The Millennium report for the United Nations on the global prevalence of persisting childhood malnutrition [51] highlighted the fact that almost all non‐Western countries after the Second World War had high prevalences of childhood malnutrition leading to long‐standing global, intergenerational malnutrition, which persisted throughout life. So a lifespan approach [52] to considering the problem of adult obesity begins with the nutritional state of the mothers before and during pregnancy with all its pathological and epigenetic implications for the offspring.

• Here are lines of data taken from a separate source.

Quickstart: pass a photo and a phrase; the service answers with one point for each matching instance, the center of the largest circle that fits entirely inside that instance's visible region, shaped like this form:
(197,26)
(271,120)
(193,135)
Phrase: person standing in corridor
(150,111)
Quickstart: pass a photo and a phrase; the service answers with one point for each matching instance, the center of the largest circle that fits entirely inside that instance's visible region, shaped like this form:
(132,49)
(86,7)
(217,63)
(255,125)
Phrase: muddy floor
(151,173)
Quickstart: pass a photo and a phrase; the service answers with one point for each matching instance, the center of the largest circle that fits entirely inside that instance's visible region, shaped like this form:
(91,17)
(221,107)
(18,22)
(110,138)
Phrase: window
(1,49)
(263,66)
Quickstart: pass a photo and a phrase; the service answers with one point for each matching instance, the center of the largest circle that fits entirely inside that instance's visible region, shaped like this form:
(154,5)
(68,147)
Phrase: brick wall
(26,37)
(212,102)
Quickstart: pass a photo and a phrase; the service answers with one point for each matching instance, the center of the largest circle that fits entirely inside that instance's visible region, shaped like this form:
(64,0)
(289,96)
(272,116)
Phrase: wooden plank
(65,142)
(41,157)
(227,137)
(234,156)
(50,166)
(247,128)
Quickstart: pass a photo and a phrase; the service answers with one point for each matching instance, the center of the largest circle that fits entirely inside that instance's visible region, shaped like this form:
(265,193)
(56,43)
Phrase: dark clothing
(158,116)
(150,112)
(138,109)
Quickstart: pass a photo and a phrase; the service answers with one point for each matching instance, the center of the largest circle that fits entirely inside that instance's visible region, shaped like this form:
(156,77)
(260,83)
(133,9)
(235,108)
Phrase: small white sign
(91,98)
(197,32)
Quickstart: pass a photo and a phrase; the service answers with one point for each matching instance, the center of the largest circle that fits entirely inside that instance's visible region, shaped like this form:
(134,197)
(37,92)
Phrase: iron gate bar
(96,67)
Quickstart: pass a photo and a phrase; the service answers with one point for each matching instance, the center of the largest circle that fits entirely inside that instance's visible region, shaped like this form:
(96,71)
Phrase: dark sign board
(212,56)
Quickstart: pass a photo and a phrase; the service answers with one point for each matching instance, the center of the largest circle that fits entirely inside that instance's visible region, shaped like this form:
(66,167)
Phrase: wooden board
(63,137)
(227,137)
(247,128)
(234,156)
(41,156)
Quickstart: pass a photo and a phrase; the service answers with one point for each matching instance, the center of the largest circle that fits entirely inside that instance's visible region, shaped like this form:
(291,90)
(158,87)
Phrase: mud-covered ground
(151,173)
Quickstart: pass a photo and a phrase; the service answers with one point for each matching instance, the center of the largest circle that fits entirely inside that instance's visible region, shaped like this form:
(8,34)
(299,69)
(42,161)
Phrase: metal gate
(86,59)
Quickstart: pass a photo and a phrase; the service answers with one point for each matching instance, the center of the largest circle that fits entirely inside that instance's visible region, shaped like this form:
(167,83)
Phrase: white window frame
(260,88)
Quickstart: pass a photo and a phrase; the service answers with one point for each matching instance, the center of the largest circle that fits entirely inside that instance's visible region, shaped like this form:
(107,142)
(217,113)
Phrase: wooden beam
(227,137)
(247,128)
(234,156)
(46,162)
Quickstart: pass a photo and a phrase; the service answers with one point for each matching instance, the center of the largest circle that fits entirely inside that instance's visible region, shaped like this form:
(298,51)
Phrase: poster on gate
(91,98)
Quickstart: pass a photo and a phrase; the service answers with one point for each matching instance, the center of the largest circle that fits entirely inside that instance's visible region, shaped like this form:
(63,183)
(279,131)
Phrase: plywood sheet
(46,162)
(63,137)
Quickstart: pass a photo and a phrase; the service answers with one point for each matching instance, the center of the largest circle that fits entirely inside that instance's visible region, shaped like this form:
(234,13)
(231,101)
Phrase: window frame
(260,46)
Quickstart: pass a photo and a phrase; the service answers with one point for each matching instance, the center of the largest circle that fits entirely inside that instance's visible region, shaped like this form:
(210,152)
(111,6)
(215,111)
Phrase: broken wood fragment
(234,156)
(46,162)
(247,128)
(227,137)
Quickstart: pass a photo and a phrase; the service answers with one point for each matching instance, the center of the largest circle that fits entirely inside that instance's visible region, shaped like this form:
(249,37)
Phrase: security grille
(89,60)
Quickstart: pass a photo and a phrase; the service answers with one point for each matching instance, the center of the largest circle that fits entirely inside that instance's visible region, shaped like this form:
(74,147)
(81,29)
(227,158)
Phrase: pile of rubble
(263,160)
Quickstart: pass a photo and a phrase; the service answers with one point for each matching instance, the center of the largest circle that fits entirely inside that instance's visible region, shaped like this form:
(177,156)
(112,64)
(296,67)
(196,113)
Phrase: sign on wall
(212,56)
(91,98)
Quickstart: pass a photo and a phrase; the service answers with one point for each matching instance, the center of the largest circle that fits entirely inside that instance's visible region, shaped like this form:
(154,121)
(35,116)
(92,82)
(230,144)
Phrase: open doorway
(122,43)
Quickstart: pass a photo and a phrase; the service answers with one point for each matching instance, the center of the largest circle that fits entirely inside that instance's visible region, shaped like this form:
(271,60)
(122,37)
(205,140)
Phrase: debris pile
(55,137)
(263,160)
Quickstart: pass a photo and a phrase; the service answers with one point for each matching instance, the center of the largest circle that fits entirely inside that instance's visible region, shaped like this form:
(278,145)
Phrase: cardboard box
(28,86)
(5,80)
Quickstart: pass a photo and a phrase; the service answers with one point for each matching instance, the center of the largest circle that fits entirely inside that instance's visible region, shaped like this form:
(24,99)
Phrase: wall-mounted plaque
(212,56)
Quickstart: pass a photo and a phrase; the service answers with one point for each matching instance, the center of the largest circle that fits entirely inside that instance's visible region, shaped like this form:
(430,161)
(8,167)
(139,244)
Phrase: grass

We already know that the increase in body weight in previously malnourished women as they enter pregnancy leads to a much greater propensity to gestational diabetes [53], and they are then more likely to develop diabetes later themselves as well as having bigger and fatter children.

These global states of malnutrition almost certainly have lasted for millennia, so the early descriptions of obesity associated with ill health described by Bray are in line with the observed debilitating disease such as diabetes resulting from the impact of excess weight gain in people with lifelong malnutrition. In contrast, the Roman description of relatively healthy obese may then have reflected the better overall nutrition of the Romans in their Mediterranean environment.